To enable and start the Spark 2 Thrift Server:

  1. From SPARK_HOME, start the Spark 2 SQL Thrift Server. Specify the port value of the Thrift Server (the default is 10015). For example:

    su spark

    ./sbin/start-thriftserver.sh --master yarn-client --executor-memory 512m --hiveconf hive.server2.thrift.port=100015

  2. Use this port when you connect via Beeline.

Kerberos Considerations

If you are installing the Spark 2 Thrift Server on a Kerberos-secured cluster, the following instructions apply:

  • The Spark 2 Thrift Server must run in the same host as HiveServer2, so that it can access the hiveserver2 keytab.

  • Edit permissions in /var/run/spark2 and /var/log/spark2 to specify read/write permissions to the Hive service account.

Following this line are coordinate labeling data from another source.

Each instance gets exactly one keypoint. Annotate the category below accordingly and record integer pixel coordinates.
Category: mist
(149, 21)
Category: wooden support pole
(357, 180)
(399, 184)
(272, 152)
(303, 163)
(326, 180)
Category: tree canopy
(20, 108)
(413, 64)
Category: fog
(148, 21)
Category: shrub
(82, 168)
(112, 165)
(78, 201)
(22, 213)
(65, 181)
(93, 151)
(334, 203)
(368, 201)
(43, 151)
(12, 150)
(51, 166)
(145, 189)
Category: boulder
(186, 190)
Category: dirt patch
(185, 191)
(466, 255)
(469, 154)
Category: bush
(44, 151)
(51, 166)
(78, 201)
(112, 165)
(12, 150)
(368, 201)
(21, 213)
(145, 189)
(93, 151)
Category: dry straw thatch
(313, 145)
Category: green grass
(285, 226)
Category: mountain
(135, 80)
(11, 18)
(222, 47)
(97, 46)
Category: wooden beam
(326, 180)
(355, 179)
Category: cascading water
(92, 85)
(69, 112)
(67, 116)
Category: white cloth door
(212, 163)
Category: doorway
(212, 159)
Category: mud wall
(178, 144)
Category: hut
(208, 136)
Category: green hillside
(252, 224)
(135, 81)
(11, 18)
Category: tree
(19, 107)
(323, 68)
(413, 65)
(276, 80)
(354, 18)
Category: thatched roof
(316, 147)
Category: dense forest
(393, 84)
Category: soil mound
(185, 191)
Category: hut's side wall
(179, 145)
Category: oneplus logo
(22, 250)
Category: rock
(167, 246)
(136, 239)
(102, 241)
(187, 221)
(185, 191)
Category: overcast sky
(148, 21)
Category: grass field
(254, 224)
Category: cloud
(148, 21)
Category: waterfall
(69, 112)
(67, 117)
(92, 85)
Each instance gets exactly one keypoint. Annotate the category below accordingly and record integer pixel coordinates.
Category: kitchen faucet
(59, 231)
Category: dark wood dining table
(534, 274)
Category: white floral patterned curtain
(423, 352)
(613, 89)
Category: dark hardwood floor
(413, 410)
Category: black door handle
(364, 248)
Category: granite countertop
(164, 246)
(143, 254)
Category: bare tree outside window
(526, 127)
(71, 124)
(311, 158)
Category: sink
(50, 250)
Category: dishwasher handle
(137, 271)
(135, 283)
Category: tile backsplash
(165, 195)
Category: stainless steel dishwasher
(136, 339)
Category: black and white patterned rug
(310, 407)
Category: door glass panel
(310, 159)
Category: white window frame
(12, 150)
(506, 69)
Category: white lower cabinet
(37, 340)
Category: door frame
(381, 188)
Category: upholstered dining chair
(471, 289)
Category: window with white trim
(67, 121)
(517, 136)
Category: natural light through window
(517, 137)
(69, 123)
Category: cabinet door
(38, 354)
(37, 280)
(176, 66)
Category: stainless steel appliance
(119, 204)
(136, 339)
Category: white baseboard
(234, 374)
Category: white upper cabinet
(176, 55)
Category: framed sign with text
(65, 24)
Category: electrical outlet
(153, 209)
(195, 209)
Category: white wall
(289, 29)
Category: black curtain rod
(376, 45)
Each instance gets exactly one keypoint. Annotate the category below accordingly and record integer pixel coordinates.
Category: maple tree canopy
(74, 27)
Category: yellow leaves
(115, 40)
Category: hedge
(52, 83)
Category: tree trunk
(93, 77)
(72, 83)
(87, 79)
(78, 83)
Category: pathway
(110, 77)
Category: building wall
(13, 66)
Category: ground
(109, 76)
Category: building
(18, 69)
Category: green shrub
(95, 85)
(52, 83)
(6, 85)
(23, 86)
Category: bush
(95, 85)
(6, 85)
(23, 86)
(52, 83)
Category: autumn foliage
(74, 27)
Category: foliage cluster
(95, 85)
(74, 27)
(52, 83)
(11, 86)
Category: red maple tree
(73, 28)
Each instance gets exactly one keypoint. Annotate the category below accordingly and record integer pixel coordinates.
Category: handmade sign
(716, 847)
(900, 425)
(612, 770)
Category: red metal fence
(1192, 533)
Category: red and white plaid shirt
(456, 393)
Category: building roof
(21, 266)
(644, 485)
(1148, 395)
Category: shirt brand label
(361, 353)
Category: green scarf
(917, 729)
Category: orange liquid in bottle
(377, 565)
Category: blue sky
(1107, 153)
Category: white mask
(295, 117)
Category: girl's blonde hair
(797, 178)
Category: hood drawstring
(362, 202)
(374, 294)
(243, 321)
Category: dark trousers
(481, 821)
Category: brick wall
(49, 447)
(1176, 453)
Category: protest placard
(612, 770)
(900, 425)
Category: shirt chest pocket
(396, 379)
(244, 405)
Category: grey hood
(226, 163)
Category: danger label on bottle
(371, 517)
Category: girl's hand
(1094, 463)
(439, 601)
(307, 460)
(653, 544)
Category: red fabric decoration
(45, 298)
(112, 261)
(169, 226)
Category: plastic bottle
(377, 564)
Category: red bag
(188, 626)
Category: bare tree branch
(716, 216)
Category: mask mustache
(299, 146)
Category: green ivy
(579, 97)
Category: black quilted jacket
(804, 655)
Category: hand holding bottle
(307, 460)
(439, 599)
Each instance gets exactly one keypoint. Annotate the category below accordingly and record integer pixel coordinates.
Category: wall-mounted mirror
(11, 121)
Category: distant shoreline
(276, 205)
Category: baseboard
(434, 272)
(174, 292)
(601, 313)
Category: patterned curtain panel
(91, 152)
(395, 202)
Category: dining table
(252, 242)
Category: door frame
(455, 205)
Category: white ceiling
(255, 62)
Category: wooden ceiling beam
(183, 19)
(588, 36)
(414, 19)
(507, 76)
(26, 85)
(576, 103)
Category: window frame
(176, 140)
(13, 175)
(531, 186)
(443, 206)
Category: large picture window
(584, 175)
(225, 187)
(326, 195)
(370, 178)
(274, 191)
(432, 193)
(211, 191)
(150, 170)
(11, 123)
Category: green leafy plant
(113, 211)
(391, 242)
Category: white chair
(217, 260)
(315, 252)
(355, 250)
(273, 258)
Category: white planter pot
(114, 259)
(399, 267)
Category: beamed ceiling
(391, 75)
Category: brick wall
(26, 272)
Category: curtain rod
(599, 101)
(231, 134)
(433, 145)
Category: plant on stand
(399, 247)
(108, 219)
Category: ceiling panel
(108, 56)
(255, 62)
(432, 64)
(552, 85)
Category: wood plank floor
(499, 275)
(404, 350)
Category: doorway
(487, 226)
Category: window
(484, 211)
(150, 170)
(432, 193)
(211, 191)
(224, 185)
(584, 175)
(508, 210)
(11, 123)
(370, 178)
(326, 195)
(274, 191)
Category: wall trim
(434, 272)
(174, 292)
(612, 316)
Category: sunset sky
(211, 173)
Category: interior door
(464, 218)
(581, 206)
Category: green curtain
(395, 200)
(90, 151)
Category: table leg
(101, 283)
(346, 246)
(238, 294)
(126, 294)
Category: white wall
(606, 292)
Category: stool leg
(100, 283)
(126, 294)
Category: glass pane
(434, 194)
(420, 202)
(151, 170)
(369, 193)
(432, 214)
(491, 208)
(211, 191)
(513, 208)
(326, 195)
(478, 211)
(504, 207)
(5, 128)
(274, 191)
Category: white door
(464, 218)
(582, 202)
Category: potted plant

  • Use the Hive service account to start the thriftserver process.

[Note]Note

We recommend that you run the Spark 2 Thrift Server as user hive instead of user spark (this supersedes recommendations in previous releases). This ensures that the Spark 2 Thrift Server can access Hive keytabs, the Hive metastore, and data in HDFS that is stored under user hive.

[Important]Important

When the Spark 2 Thrift Server runs queries as user hive, all data accessible to user hive is accessible to the user submitting the query. For a more secure configuration, use a different service account for the Spark 2 Thrift Server. Provide appropriate access to the Hive keytabs and the Hive metastore.

For Spark 2 jobs that are not submitted through the Thrift Server, the user submitting the job must have access to the Hive metastore in secure mode (using kinit).